Security-related Event IDs

After you enable object access auditing at the system level and for a specific folder, you'll start seeing event ID 560 (Object open) in the Security log. Look for instances of event ID 560, such as the one in Figure 2 in which the Object Name in the description is the name of a folder on which you enabled auditing. Then look in the Accesses field for network inventory review, which is the system name for Change permissions. Figure 2 shows that Fred changed permissions on C:\DeptFiles. In the Security log, you'll also see a subsequent event ID 562 (A handle to an object was closed) with the same Handle ID as in event ID 560. Event ID 562 is just the corresponding close for the open in event ID 560.

Important Event IDs under Windows Server 2003

If your server is running Windows Server 2003, you'll also see event ID 567 (Object Access Attempt) in between event IDs 560 and 562. Event ID 567 is part of Windows 2003's new operation-based auditing. telecom network inventory lets you identify permissions that a user actually exercises as opposed to permissions that a user has but doesn't use. For instance, a program might open a file for read and write access (triggering an event ID 560 that shows both read and write access) but never actually write any data to the file. Windows 2003 logs event ID 567 the first time an application actually uses each permission while the file is open. A permission change operation is atomic (i.e., the object isn't opened for delete and then deleted-it's just deleted), so there's no need to look for event ID 567-it should always be there.

Important Event IDs under Windows Server 2003

If your server is running Windows Server 2003, you'll also see event ID 567 (Object Access Attempt) in between event IDs 560 and 562. Event ID 567 is part of Windows 2003's new operation-based auditing. best network inventory lets you identify permissions that a user actually exercises as opposed to permissions that a user has but doesn't use.
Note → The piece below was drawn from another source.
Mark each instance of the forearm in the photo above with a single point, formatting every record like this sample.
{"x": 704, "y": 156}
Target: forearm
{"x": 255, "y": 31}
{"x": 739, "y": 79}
For instance, a program might open a file for read and write access (triggering an event ID 560 that shows both read and write access) but never actually write any data to the file. Windows 2003 logs event ID 567 the first time an application actually uses each permission while the file is open. A permission change operation is atomic (i.e., the object isn't opened for delete and then deleted-it's just deleted), so there's no need to look for event ID 567-it should always be there.

Windows or Linux?

Be sure that you consistently maintain and update windows network inventory for all the applications on every system in your network, regardless of the OS you use. There seems to be a pervasive belief today that Windows is full of security holes whereas Linux is secure, but this belief primarily stems from the lack of mobile and desktop Linux configurations (and hence a much lower incidence of Linux-based security problems on those systems). Given Linux's open source code, virus writers could have a field day if they wanted.

Choosing Hardware

Designing and building a network that meets your organization's needs isn't a trivial exercise. Today's wide array of technology options means you have many decisions to make. Should you deploy wireless technology in an enterprise network? What firewalls can or should you install? What about for network inventory? WAN options? IP addressing? Should you deploy hardware-based or software-based solutions? Obviously, trying to design anything but the smallest network can be daunting. Fortunately, many established best practices can help guide you through the process and help you determine the right mix of technologies and design that will meet your organization's IT goals. Let me start by laying the foundation for any good network-design discussion, then I'll discuss some network-design best practices.